ゆうべの地震発生時には、風呂に入って念入りに髪を洗い、サーキュレータの風にさらしながら隙を見計らっては「たぬき」を生成しようとする髪の束と静かに格闘していた。それがようやく終わろうとするころ、強い揺れがきた。震央を千葉県北西部とする深さ75km・マグニチュード5.9の地震は、おそらくは長周期のものだったようで、高層階にいた人は、(その地点の震度と比較して)けっこう強い揺れを感じたようだ。わたしのうちはそれほど高い場所にはないが、建物のもともとの構造が古めなので、大きく揺れて、いくつかある本棚の向きによっては中のものが落ちたりした。

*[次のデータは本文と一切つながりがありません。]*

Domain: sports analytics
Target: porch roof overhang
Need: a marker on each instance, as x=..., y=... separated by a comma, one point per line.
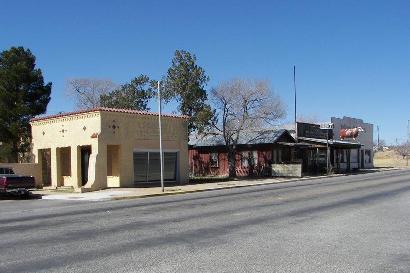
x=332, y=143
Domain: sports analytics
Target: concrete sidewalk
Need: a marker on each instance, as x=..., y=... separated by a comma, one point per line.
x=130, y=193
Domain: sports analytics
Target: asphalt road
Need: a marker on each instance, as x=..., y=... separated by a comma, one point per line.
x=356, y=223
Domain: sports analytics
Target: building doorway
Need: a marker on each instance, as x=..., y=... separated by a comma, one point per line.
x=85, y=160
x=45, y=160
x=362, y=159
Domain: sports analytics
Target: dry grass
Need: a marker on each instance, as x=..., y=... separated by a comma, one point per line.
x=390, y=159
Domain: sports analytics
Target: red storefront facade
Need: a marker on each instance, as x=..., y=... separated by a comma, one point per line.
x=210, y=157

落ちたものを片付けねば安心して寝られないので、揺れが収まったあと、簡単な整理作業を開始した。そうしたら、何年か前にフェリシモさんの通信販売で購入したDMCの神奈川沖浪裏の刺繍キットが出てきた。クロスステッチのだ。クロスステッチ刺繍は、わたしが人生の割合早い時期に始めた趣味のひとつで、刺し子に移るまではけっこうよく刺していた。キットを買って刺すクロスステッチでも、自分の針が無地のクロスに徐々に刺繍糸を広げ、それがあるとき、ひとつの具体的な像を結ぶ瞬間の嬉しさはなかなかのものである。自分で図面を引いて糸を選んで作品にするのとは、また違った面白さがあるといえるだろう。
もっとも買ったはいいけれど、数年来目の調子がよくないので、まだパッケージも開けていないのだけど。同じ時期に購入したDMCの限定糸の缶は、ちゃんと役に立てている。
オウサマペンギンのヌイグルミを新たに迎えたら、ジェンツーペンギンのピヨラット氏よりもご体格のよいヒトでした。